2017.08.01
国鉄型車両を訪ねて、その22は583系による寝台急行「きたぐに」。
寝台急行「きたぐに」は、大阪〜新潟を結んでいた夜行列車である。車両は京都総合運転所に所属していた583系の担当で、これは1985年のダイヤ改正からとのこと。もともと特急列車用として製造された583系を急行に使うなんて・・・と当時の人は思ったろうが、走ってくれるだけでありがたいというもの。583系の特急列車としての定期運用は1994年の寝台特急「はくつる」からの撤退で終了、結果的にこの「きたぐに」が583系唯一かつ最後の定期運用になった。
583系の「きたぐに」の素晴らしいところは10両編成だったこと。いくら急行列車と言えども、長大編成で日本中を駆け抜けていた頃の583系に違わぬ姿で走っていたのは頼もしさが感じられた。583系そのものは定期運用のないJR東日本管内でも波動用として残されていたが、晩年は6両編成に短縮されており、JR西日本に在籍する583系とは大きな違いがあった。惜しむらくは最後の最後までJR西日本のオリジナルカラーだったことだろうか。趣味車のわがままと言われればそれまでなのだが、リバイバルカラーになっていたとしたらかなりの注目を集めていたのではないかと思う。

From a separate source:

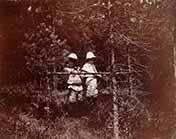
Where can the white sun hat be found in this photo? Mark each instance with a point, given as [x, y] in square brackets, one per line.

「きたぐに」が定期運行を終えたのは2012年3月ダイヤ改正のこと。その後も臨時列車として細々と走っていたが、これも翌2013年1月分の運行をもって終了。これをもって寝台急行「きたぐに」は廃止になった。廃止の理由は、利用客の低迷に加えて583系の老朽化によるとのこと。何らかの車両でもって運行を継続できなかったのは残念だが、日本における夜行列車を取り巻く状況を如実に現した格好であった。
◆ ◆ ◆
さて、583系についてはJR東日本の秋田車両センターに在籍していた波動用の車両も本年4月のさよなら運転を実施、この車両の引退をもって583系は日本の線路上から姿を消した。そんな中、嬉しい知らせが舞い込んできた。台湾メディアの報道によれば、現在旧台北機廠に建設中の鉄道博物館の展示用に日本から2両の583系(モハネ583-106、モハネ582-106)が譲渡されるとのこと。昼間は座席に、夜間は寝台になる鉄道史上でも稀有な存在というのが同博物館への収蔵の決め手になったようだ。583系は日本においても民間に譲渡されたものも含めてかなりの数の車両が静態で保存されているが、ここにきて海外に譲渡される車両が出てこようとは思うまい。昼夜を問わず走り続けてきた583系にとって最高のご褒美と言えるだろう。